Superior Street passes high above the grounds and eastbound drivers get a sudden burst of artificial-turf green and deep-water blue. The facility looks like a shiny, new model on an architect’s desk…an architect with a backwards head.
Why didn’t the stadium designers build the bleacher seating on the other side of the field?
Put the bleachers on the other side of the field and Duluth East High School has a sports stadium with the most beautiful view in the midwest. The rolling lake, the endless horizon, the clouds, the ships – this is all unique, amazing stuff that would make sitting through a 12-0 soccer game a pure joy.
It turns out school officials had more on their mind than “wowing” a bunch of sports fans.
The 2,000 capacity stadium was built in 2012 as part of a controversial Duluth School District
facilities improvement project. The $315 million project closed schools, built new ones and generally pissed off every parent, student and taxpayer in the district. The new athletic field cost around $6 million and was built into a tight space on an old junior high property. Millionaire Vikings owner Zygi Wilf wasn’t calling the shots on this one.
Still, flip-flopping the bleachers couldn’t have added that much more to the construction costs, could it?
Maybe east side bleachers were necessary for access reasons. Bleachers on the east side of the field are closer to the school building and parking lots. Scenic west side bleachers would be backed into a hillside and make fans walk a longer distance to their seats. No one wants to walk anymore.
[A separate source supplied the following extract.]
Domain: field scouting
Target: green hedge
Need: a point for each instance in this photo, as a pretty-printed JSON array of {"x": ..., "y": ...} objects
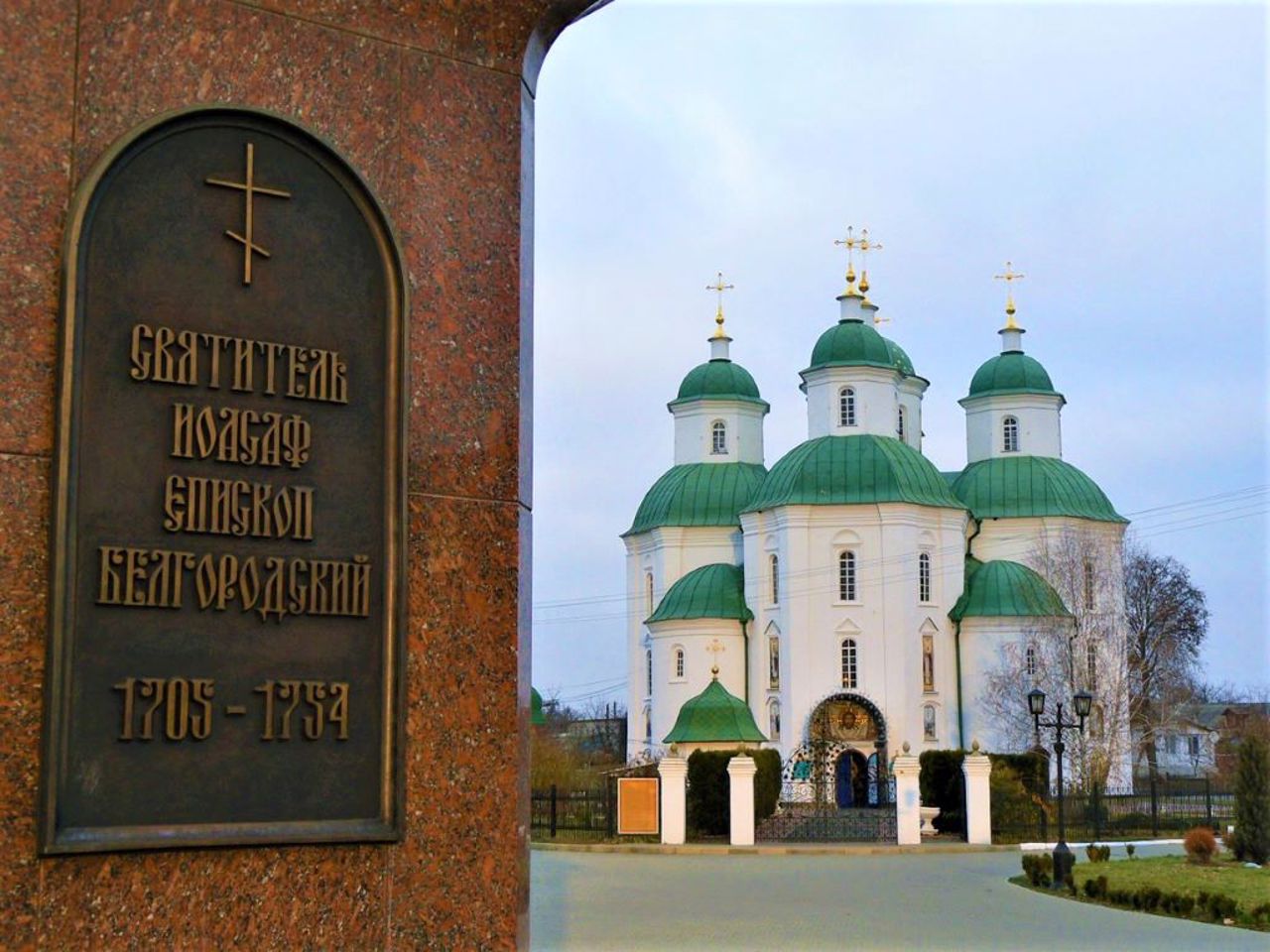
[{"x": 708, "y": 792}]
Last week, I watched my nephew play a high school football game at Todd Field in Hastings. The field was built on top of an old town dump back in 1934. An impressive 15-foot-high field stone wall separates the game from a busy Hwy. 61. A mysterious tunnel that once delivered players into the stadium is sealed off in a far corner. Ancient cement block seating crumbles below today’s modern steel bleachers. The place has a charming and unforgettable Roman ruins feel to it.
Like Yankee Stadium or US Bank Stadium, high school gyms or football fields help define a community identity. A stadium, no matter the size, is a living historical site. It is a special gathering place, that binds families, friends and neighborhoods for generations. Stadiums can be bigger than touchdowns, goals or gold medals.
Sure, the Duluth East athletic field is state-of-the-art and will make plenty of memories for Greyhound players and their fans. Students should be proud of the facility, it’s a neat and handy place to see and play in a game.
I guess I’m just a sports fan whose more into aesthetics than athletics.
So I’ll take a spot at the Duluth East stadium somewhere in the corner and crank my neck around between plays. Because while it’s fun to watch the team beat a cross-town rival, the game will never beat that wonderful lake view.